Il Real Madrid batte il Barcellona per 2-0 in un esaltante Clasico, che ha permesso ai blancos di contro-sorpassare i blaugrana. Ma oltre gli strappi di Vinicius Jr, aldilà delle geometrie di Kroos e all’infinito carisma di Ramos, tra le fila madrilene è stato un uruguaiano a prendersi il palcoscenico: Federico Valverde. E senza esplodere in una gara per poi affievolirsi in altre, o riprendersi da un periodo buio: il Pajarito ha raggiunto una maturazione totale nel match più importante e seguito della Liga.

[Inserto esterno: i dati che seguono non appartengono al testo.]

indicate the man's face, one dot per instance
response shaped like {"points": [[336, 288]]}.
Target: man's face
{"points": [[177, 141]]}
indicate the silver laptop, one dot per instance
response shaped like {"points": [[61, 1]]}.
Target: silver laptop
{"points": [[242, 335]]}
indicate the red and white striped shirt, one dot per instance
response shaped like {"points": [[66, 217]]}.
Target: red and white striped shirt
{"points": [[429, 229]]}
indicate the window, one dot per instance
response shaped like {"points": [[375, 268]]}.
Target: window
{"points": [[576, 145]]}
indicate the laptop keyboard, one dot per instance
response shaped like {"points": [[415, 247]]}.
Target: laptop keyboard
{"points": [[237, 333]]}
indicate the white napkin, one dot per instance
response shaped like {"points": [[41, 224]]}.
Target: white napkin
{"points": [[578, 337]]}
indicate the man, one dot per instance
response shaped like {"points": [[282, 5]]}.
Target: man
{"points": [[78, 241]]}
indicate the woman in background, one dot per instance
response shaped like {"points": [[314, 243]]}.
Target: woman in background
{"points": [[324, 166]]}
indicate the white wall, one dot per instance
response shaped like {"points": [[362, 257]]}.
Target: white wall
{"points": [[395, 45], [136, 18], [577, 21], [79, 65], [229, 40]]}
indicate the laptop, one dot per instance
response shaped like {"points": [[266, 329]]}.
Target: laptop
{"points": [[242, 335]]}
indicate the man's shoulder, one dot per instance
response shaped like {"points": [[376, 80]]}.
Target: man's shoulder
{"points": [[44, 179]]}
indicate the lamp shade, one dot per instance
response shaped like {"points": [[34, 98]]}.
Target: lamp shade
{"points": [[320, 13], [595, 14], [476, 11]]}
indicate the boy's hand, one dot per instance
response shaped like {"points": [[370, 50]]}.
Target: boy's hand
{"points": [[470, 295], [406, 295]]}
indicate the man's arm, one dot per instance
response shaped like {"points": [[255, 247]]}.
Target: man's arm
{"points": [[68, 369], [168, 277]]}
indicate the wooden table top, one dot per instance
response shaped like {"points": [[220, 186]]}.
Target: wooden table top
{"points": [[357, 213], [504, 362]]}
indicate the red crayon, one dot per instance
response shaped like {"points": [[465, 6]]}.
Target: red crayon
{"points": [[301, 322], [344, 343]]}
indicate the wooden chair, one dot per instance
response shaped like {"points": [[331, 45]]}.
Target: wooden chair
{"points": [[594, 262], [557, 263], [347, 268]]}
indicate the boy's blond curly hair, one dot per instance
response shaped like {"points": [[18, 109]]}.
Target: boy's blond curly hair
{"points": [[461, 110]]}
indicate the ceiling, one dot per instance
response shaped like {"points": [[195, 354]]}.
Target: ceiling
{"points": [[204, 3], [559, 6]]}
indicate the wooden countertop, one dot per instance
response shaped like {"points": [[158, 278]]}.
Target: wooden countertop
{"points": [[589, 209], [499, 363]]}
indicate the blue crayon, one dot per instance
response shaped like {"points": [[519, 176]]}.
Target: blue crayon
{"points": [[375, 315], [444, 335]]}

Box to box: Valverde e la nuova generazione dei tuttocampisti

Mettiamo ordine ed inquadriamo Federico in quel che è il suo ruolo. Arrivato al Real ed allenato da Solari nel Castilla (la succursale del Madrid), Valverde ha dimostrato di saper ricoprire pressoché tutti i ruoli del centrocampo, e non solo: l’argentino, meritevole di averlo portato in prima squadra nella scorsa stagione, lo schierava anche da centrale difensivo in terza divisione. Federico, però, ha quell’attitudine a difendere ed attaccare fino allo sfinimento: pressa, recupera, rifinisce e segna. E Zidane lo ha capito fin da subito, quando già dalla sesta giornata di questa Liga lo ha schierato titolare, accanto a Casemiro e Kroos. Un centrocampista dinamico, in grado di saper far tutto, e saperlo fare bene. Con l’uruguaiano in campo, i blancos hanno infilato 13 risultati utili consecutivi nel cuore di questa stagione, tra campionato e Champions. Il Pajarito è onnipresente: l’intuizione di Zizou ha portato ad una media di 25 palloni recuperati a match da Federico, ago della bilancia del centrocampo madrileno, come nella prima gestione del francese fu Casemiro.

La crescita costante, lo studio e la consacrazione

Tanto sacrificio in fase di non possesso, un fisico importante ed una lunga falcata: a questo, Valverde ha saputo intelligentemente associare una buona tecnica ed un’ottima visione e comprensione del gioco. Sì, Federico prima ancora dei polmoni, della forza e della rifinitura, capisce esattamente dove e come posizionarsi. Il Clasico col Barcellona ne è il perfetto esempio: un inizio di ripresa asfissiante per la squadra di Setién, messa alle corde proprio dal Pajarito, direttore della fase difensiva dei suoi che aveva inizio a ridosso della trequarti blaugrana. Risultato? Barcellona ingabbiato nella propria metà campo per i primi 15-20 minuti del secondo tempo. Ma la comprensione del gioco la si apprende solo se disposti a migliorarsi quotidianamente: ecco perché Federico è diventato l’uomo di Zidane, raggiungendo e continuando una crescita esponenziale, costante.